You see, there was no food in my house this morning, so I decided to make muffins with a bag of muffin mix that I had found in the back of the pantry. Everything was going fine until I pulled the eggs out of the refridgerator. I pulled an egg out of the carton and hit it against the side of the mixing bowl and SPLASH! A big, ginormous stream of egg white came flying at me and landed on my shirt.

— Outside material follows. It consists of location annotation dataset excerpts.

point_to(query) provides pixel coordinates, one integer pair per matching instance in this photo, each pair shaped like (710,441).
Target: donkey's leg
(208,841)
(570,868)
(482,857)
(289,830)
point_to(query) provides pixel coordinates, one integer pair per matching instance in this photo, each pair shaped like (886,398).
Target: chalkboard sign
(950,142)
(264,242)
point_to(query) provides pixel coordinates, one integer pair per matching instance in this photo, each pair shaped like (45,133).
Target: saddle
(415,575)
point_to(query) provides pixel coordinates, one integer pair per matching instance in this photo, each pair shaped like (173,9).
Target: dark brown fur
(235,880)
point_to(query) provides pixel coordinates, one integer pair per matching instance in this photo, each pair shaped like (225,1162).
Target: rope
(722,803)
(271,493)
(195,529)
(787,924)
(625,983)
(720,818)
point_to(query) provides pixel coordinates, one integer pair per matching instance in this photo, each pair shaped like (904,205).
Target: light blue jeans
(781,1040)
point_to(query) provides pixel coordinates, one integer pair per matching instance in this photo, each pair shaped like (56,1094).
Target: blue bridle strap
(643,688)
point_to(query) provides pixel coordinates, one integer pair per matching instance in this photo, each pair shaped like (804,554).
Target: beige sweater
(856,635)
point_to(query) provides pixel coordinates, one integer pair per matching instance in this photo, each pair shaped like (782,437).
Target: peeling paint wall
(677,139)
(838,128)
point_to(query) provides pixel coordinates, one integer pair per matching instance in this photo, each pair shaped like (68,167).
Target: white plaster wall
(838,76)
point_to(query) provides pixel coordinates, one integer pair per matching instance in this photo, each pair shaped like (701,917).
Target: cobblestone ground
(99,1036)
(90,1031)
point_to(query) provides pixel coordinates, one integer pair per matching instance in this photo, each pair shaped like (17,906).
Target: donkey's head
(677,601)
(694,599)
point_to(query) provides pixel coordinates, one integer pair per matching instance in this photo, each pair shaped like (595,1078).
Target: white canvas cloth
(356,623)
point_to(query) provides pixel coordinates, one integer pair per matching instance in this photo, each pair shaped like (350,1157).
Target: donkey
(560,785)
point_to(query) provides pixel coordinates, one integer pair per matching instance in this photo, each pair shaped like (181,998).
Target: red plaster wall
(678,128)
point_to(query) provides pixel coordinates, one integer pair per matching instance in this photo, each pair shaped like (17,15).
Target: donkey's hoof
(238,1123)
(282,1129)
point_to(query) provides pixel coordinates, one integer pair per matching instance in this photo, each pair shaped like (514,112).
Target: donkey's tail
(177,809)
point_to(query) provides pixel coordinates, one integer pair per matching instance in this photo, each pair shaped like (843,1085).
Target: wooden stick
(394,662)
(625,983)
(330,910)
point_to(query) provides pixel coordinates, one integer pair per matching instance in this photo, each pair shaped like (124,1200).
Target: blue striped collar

Now I understand why people wear aprons…they’re like the condoms of the baking world!
Maryland hasn’t seen a hurricane in forever. And by forever, I mean a few years. The last time that I can remember any hoopla about a storm was in sixth grade when schools were closed for two days in anticipation of Hurricane Isabel, which turned out to be a glorified thunderstorm this far inland. That freaky pseudo-tornado thing that we saw last month did tons more damage than Isabel did to Columbia. Okay, so Baltimore was flooded up to Pratt St. but that’s about all that happened here. No fun.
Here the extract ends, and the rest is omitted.